How the Husband-and-Wife Duo Behind Robin Rile Fine Art Have Made a Name for Themselves by Staying Ahead of the Curve
The company and advisory specializes in art by Post-war masters.
In his first gallery job, Reed Horth was told he couldn’t have a computer.
“The owners of the gallery thought that I would play video games,” Horth says, laughing. “It was the craziest thing. I told them, ‘Look, I need this to communicate with clients.’ And they said, ‘Why don’t you just use the fax machine?’”
“Have you ever tried to fax a picture of art? It looks horrible!”
Today, Horth co-owns his own art brokerage business with his wife, Kat Barrow-Horth, specializing in Post-war masters such as Joan Miró, Pablo Picasso, Andy Warhol, and others. Called Robin Rile Fine Art, the Miami-based business offers a variety of art world services, from consultation on art sales to private and public curation. They have a small, appointment-only gallery space and even offer editorial content and lectures for local art institutions.
For them, the computer anecdote is a testament to just how far they’ve come in the industry—and a reminder to always keep an open mind to new ways of doing things.
“Because we’ve been in this business as long as we have, we’ve seen a total sea change in the way art is bought and sold, even from a decade ago,” Kat says. “Before, you had to have a gallery to do that, and now so much of what we do is done digitally. We sell art over Whatsapp, Instagram, text message, you name it. We’ll communicate through smoke signals if we have to.”

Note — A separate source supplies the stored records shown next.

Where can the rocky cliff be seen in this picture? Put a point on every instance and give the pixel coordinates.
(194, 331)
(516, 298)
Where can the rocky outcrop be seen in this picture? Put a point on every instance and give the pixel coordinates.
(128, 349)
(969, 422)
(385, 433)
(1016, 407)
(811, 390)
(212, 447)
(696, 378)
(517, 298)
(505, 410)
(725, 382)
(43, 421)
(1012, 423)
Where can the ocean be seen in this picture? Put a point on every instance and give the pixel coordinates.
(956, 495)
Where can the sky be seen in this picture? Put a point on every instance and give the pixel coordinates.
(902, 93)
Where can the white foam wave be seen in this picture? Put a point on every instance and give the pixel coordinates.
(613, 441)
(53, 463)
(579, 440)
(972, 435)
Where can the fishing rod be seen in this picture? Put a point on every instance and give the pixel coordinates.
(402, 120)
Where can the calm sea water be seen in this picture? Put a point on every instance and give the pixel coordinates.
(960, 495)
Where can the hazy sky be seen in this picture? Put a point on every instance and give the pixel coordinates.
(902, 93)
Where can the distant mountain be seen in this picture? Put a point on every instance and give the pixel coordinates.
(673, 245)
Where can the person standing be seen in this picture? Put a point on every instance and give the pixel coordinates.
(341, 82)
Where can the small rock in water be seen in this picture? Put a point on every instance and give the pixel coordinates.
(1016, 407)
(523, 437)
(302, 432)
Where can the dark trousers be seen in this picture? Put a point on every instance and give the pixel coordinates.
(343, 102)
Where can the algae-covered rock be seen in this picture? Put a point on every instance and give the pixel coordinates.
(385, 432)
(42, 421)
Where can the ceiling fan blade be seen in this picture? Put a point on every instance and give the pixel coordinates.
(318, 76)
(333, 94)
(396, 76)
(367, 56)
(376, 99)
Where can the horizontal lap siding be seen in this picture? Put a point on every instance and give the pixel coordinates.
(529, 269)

The proof, as they say, is in the pudding. Prior to this conversation, the duo had just sold a $1 million work of art over one of these platforms.
Comic books were Reed’s gateway into art. He sold his personal collection to pay for tuition at the University of Florida, where he studied art history and journalism. After graduating, he entered the art world, managing four different Florida galleries over the span of 12 years.
During that time, he saved up and bought a computer and began compiling information from gallery sales and market research, creating the database that would serve as the foundation of his business years later. It also helped him with sales at the time. “I gained expertise, finding out the information necessary to edify someone a state or country away.”
Kat went to Tulane, where she studied studio art. She moved into interior design in the years thereafter, learning to “speak the same language as curators, designers, architects, and developers,” she says.
The experience would come to serve her well in the gallery sector. “My mind is already hardwired to consider the logistics—the necessity of timeliness, of making sure the art falls within the budget, knowing how much the framing and additional insurance is going to cost, how much the shipping and installation will cost,” she says. “I think that’s a distinct advantage that my design background gave me.”
Reed and Kat opened Robin Rile in 2008. (The name is a tribute to Reed’s father and grandfather—Robin and Rile, respectively—both of whom are military veterans.) It was a hard year to launch a business after the national economic collapse just months earlier. However, the duo—unmarried at that point—made it through. In retrospect, they consider the timing to have been a blessing in disguise. It taught them to keep the business “lean and mean.” It also allowed them to secure work by big-name artists on the cheap.
Eleven years later, Robin Rile is as prosperous as ever—a staple in the Miami art scene. It’s also grown a great deal according to the strengths of its founders: Reed works on investment-level art—“the original Warhols, Dalís, Picassos”—while Kat works with contemporary art, “putting together and curating collections for commercial spaces and private residences.”
It’s easy to see why the husband-and-wife duo would be successful. They tease one another and feed off each other’s energy and literally finish each other sentences. And just as they’ve always done, they’ve kept an open mind, allowing their business to adapt to technological advancements, market trends, and personal ups-and-downs, while always putting their marriage first.
“As business owners and spouses, we have to remain facile,” Reed says. “We have to be open to new ways of doing things.”